The soldiers got real upset. They continued to kick me in the back and stomach for about ten minutes. I shouted loudly and asked them to stop. While I was lying there on the ground, the officer and the first soldier took pictures of me on their mobile phones.
I saw a female soldier run toward me from inside the checkpoint. I heard her tell the two soldiers that she was in charge of the checkpoint and that they should stop beating me. The officer, who was standing next to the two soldiers, told her not to interfere, and that it was his responsibility. She suggested calling an ambulance to check me and treat me, but the officer said he would do it himself, and again told her not to interfere.
The two soldiers stopped kicking me after the female soldier intervened. I was lying on the ground, crying out in pain and asking for first-aid. The officer ignored me.
At some point in time, I heard the officer tell the soldiers that a police van had arrived. I saw a van approach the checkpoint from the east. The officer told the soldiers to move me so that the police wouldn’t cause them any problems.
Two soldiers grabbed my legs and the officer and another soldier grabbed my shoulders and they took me into the army tower inside the checkpoint. My head was outside the tower and I was still shouting. The two soldiers who had beaten me previously kicked me and told me to shut up.
The police van stopped very close to me. A policeman and policewoman got out. The policeman asked me what happened and I told him that the soldiers had brutally beaten me. I begged him to help me, for the sake of his children. He had compassion for me and promised to help me. He told me to wait five minutes. I waited more than half an hour, and then a Red Crescent ambulance crew arrived. Two members of the crew came into the tower. I heard them ask the officer who was standing in front of the tower to help them take me to the ambulance. The officer refused, saying the matter didn’t interest him. The two paramedics brought a stretcher, put me on it, and took me to the ambulance.
Just then, I saw my father, my brother Usama, my uncle Abu Faisal, and my cousin running toward the ambulance. My father said to me, “Muhammad, Muhammad,” but I couldn’t answer. My uncle, who is sixty years old, got into the ambulance, and we drove fast to Aliyah Government Hospital, in Hebron. I felt like my stomach was about to burst, and I had sharp pains. At the hospital, the doctors said they would open my abdomen to make sure I had no internal bleeding or injury to internal organs, especially my spleen. At first, I didn’t agree, until my father arrived and signed the consent forms for surgery. When I woke up after the operation, my father, my uncles, and other relatives were around me.

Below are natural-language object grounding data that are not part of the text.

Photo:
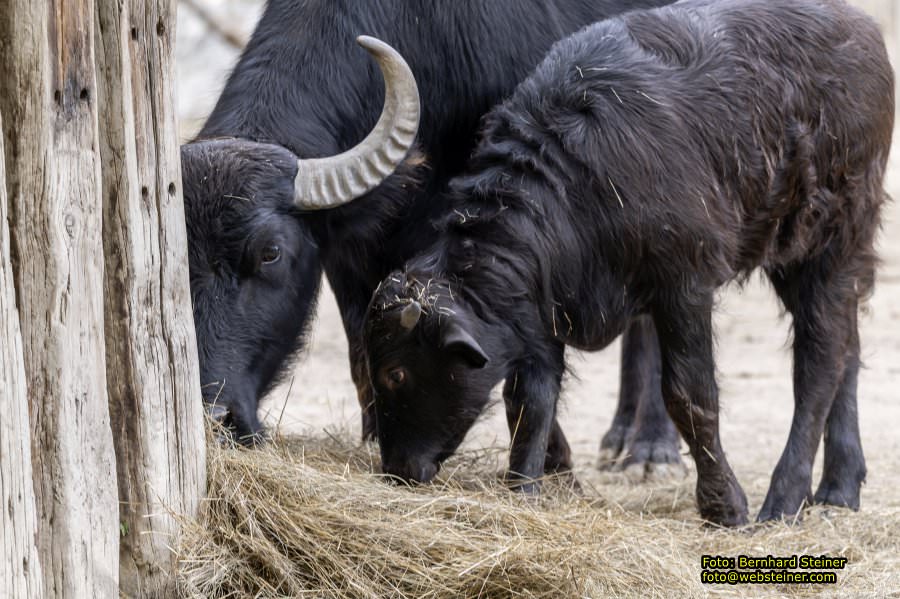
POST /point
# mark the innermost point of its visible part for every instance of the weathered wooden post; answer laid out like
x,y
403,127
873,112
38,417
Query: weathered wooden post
x,y
20,571
49,101
98,269
151,352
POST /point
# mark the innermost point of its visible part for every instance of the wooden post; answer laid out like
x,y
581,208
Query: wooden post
x,y
20,571
48,99
153,376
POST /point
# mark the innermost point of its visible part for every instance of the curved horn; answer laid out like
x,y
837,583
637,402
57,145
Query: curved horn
x,y
336,180
409,316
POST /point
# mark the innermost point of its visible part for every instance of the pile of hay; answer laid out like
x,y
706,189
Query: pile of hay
x,y
306,517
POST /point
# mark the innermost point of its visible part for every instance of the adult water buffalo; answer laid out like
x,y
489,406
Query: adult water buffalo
x,y
303,90
649,160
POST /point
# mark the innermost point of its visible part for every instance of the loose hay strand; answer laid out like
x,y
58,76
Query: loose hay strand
x,y
307,518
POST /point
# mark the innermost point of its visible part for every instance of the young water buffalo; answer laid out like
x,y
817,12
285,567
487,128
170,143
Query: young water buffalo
x,y
648,161
301,94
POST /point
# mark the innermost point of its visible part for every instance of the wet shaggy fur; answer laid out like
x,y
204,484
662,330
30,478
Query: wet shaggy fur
x,y
303,88
649,160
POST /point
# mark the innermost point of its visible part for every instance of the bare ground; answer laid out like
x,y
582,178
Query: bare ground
x,y
755,378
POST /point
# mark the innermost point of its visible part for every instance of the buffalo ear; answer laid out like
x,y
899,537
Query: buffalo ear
x,y
456,339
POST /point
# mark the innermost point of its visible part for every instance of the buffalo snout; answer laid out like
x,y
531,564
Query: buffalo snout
x,y
411,471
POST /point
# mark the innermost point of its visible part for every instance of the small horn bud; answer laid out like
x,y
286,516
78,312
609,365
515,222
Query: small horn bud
x,y
410,315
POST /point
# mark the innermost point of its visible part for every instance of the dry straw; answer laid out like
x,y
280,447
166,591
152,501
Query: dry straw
x,y
307,518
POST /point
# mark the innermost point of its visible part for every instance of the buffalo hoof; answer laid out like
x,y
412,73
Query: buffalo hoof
x,y
838,495
785,506
726,507
652,460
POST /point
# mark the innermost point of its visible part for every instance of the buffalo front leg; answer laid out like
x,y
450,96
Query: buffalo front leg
x,y
691,396
537,443
826,357
558,459
649,448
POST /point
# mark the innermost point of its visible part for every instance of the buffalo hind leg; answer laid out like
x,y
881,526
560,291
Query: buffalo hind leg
x,y
845,466
823,306
691,396
642,440
537,444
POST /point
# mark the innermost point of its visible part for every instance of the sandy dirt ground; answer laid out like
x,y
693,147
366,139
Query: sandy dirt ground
x,y
754,362
753,353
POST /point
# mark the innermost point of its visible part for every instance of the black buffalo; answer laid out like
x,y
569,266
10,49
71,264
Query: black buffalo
x,y
303,89
649,160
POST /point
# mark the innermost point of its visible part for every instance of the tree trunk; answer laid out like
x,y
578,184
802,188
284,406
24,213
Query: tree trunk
x,y
20,572
48,99
153,376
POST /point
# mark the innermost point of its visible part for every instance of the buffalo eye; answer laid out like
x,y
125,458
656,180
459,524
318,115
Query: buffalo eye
x,y
270,254
395,378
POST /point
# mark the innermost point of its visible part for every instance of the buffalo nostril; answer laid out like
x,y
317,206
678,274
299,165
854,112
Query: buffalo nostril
x,y
427,472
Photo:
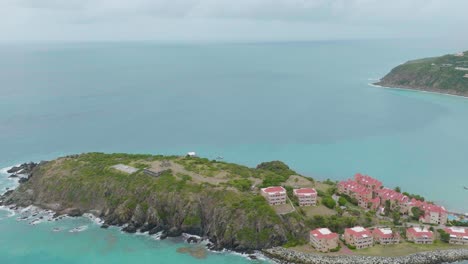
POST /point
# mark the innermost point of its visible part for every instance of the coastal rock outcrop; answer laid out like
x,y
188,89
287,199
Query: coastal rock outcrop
x,y
239,221
283,255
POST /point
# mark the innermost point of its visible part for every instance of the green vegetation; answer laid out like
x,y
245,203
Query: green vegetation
x,y
417,213
342,201
241,184
334,222
438,74
444,236
329,202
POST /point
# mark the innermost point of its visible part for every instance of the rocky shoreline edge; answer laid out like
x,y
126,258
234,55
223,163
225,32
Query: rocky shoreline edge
x,y
283,255
23,173
420,89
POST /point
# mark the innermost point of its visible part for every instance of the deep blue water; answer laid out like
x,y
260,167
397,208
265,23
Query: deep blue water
x,y
308,104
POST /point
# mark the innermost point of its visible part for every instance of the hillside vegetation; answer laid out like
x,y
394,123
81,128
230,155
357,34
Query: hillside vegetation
x,y
445,74
213,199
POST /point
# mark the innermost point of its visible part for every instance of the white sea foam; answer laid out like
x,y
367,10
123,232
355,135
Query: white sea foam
x,y
78,229
415,90
93,218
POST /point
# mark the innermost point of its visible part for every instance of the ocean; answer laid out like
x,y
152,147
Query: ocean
x,y
307,103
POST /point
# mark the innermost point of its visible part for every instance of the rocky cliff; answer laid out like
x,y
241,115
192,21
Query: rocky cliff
x,y
173,203
445,74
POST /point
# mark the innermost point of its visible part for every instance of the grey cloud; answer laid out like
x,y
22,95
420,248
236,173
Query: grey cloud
x,y
226,19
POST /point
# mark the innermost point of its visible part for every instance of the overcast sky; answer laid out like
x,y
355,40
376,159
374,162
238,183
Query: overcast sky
x,y
230,20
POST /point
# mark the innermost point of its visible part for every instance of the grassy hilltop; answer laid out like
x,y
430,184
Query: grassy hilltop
x,y
443,74
214,199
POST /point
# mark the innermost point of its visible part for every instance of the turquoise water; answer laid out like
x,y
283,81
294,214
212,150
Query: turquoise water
x,y
308,104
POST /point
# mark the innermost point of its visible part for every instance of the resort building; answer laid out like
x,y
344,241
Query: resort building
x,y
368,181
359,192
274,195
433,214
306,196
458,235
324,240
359,237
395,198
420,235
385,236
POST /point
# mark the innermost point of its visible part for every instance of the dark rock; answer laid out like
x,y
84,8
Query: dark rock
x,y
155,230
174,232
193,240
14,169
163,236
130,229
23,180
72,212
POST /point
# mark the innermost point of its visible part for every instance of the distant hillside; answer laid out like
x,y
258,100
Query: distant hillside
x,y
446,74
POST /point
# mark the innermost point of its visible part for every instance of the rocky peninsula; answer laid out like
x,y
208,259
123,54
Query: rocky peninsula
x,y
283,255
210,199
447,74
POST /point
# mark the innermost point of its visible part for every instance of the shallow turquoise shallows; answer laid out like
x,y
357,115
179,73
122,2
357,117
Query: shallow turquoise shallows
x,y
308,104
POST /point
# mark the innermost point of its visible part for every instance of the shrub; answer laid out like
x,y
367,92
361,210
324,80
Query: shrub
x,y
329,202
342,201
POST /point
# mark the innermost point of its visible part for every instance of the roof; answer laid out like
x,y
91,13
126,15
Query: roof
x,y
358,231
367,180
305,192
384,232
420,232
457,231
323,233
274,189
355,187
392,195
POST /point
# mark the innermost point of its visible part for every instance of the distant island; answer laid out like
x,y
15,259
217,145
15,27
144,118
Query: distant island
x,y
289,217
447,74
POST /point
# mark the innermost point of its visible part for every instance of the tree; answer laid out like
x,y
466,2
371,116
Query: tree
x,y
342,201
417,212
444,236
387,207
329,202
396,216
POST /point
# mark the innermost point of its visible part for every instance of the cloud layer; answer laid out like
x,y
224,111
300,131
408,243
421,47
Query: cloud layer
x,y
227,20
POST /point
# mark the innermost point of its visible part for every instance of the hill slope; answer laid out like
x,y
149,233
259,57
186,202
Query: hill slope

My father told me that he and Usama had asked an officer at the checkpoint why the soldiers had done this to me. The officer told him that he was in charge of the checkpoint and that he didn’t assault me; that it was the soldiers in the Hammer who did it. My father said another officer arrived in an army jeep and that my father turned to him in Hebrew, and the officer replied in good Arabic: “You should thank Allah that your son is alive. Take him and take care of him. He could have died or ended up in jail.”
I’m still hospitalized. I have a feeling of fatigue and have stomach pains. The X-rays, tests, and operation indicated that I had damage to my intestines and other internal organs. The doctors told me to rest for a few days in the hospital, during which they’ll monitor my condition before releasing me.